Obviously, the oral anti-COVID pill is a great leap forward in humanity's struggle against the Covid-19 pandemic. But how did the researchers come across the science of this new formulation against the coronavirus? In fact, the anti-viral drug, molnupiravir, had a very modest beginning. It started as a possible treatment of an encephalitis virus found in Venezuelan horses. The research was being conducted at an Emory University-run non-profit company in the USA. Later in 2015, a decision was taken to test the drug's efficacy against coronaviruses. It would be worthwhile to note at this point that coronaviruses were already known to the scientists. The SARS, or Severe Acute Respiratory Syndrome, was first recognised as a global threat in 2003 following an outbreak of the disease in 29 different countries and territories during 2002-04. It was caused by a coronavirus called SARS-associated coronavirus (SARS-CoV) Similarly, MERS (Middle East respiratory syndrome), also called camel flu, is caused by another type of coronavirus (MERS-CoV). The syndrome was first detected in Saudi Arabia in September 2012. Researchers found that the drug worked against diverse types of coronaviruses including MERS. It was then applied against influenza and other respiratory viruses.
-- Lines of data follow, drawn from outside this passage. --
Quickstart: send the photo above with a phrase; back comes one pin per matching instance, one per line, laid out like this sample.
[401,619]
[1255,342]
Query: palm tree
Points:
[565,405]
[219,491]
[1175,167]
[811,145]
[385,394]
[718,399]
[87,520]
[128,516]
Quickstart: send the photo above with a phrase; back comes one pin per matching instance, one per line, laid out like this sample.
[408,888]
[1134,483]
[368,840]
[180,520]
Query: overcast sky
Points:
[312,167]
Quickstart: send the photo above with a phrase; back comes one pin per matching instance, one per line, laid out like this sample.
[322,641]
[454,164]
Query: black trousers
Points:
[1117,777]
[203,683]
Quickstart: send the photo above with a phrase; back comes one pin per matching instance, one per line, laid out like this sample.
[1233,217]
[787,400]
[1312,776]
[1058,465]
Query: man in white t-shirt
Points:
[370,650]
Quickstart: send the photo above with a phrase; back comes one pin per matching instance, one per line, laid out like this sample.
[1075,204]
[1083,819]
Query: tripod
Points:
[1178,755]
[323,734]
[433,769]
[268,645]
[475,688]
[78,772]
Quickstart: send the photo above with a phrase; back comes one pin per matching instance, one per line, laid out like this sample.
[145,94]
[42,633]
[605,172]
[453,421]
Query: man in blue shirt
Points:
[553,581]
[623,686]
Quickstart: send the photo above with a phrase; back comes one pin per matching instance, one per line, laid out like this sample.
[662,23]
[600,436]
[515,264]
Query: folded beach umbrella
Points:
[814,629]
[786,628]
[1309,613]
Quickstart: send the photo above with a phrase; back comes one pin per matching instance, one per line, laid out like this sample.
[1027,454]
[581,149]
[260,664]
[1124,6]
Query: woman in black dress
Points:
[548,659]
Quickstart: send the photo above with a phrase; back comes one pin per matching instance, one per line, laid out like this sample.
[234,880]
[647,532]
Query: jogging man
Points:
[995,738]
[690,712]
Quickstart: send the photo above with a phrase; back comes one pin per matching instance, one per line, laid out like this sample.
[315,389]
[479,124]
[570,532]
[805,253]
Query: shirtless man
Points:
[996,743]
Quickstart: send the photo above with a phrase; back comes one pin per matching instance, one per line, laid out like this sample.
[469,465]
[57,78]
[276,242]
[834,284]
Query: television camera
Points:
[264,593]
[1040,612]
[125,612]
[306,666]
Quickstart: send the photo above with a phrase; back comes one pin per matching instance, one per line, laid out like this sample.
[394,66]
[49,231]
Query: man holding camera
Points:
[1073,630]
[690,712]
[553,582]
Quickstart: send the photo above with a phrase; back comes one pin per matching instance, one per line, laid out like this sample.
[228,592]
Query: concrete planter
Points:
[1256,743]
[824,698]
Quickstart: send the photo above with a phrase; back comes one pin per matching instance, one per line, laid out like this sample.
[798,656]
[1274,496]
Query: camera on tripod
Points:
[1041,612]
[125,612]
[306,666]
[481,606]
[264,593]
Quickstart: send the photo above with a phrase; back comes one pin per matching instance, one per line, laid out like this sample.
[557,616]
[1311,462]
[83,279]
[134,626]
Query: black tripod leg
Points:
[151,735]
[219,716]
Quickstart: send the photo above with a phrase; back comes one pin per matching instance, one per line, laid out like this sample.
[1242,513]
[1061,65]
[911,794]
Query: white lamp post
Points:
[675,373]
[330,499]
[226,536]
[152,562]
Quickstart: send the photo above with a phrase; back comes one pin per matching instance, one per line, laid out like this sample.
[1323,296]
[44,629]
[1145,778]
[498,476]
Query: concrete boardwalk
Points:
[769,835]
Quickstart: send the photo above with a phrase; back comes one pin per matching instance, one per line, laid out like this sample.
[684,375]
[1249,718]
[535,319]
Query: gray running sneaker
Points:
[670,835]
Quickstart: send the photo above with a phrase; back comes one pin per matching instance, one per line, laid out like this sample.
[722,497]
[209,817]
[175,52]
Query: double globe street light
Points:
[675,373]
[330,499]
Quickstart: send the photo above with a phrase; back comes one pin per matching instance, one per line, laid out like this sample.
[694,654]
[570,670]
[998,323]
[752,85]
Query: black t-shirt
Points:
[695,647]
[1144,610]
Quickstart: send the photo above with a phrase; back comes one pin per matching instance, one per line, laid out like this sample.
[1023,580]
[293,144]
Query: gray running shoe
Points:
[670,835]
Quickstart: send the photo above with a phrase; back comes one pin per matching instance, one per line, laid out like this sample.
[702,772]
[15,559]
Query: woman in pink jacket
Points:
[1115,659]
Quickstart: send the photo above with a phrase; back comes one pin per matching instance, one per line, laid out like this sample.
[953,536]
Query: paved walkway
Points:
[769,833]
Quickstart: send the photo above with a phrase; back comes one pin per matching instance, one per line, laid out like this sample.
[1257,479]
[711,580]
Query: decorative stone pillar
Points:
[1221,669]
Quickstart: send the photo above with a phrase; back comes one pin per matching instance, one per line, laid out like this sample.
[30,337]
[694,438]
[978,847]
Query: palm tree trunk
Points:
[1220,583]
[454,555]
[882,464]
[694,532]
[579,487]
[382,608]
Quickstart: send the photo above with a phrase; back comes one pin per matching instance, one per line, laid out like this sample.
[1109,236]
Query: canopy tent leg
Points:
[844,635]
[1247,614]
However, after the appearance of the Covid-19, the focus of the research then turned to this new pandemic. First applied to pandemic-infected ferrets, it was found that the drug did not only stop the virus's ability to replicate in the infected body, it could also suppress the transmissibility of virus from the infected body to the uninfected ones. But how does the drug perform this miracle in a human body? The drug, molnupiravir, once it enters a human body, begins to duplicate the pandemic's RNA and causes the virus to mutate into a new virus which is basically a dud. This process finally leads to the total collapse of the process of the pandemic's multiplication in the victim's body. The other pre-existing antiviral drugs, for example, remdesivir, on the other hand, disrupts the RNA chains from building by stopping the enzyme responsible for the process.

However, in the case of the new drug, scientists term the process by which it works 'lethal mutagenesis' which is as good as 'mutating the virus to death.' Another redeeming feature of the drug is that it attacks the coronaviruses in a victim's body in a random fashion. So, the lack of a pattern in the drug's choosing of target viruses confuses the latter so much so that they are unable to raise an effective defence against the drug. So far so good. But one needs also to be aware of the flip side of the drug, if any. To be fully assured, we will have to wait until all the data on the antiviral drug's impact on human genome is in hand.

Now that the anti-Covid-19 drug would soon appear on the local drugstores' shelves, the public would require doctor's prescription and advice before it can be used by a COVID patient. Overall, the drug's production and marketing locally is going to provide the public with another weapon to fight the deadly pathogen, the SARS-CoV-2. Though not an alternative to the vaccine, yet the formulation, molnupiravir, will go a long way in addressing the helplessness of the country's COVID patients.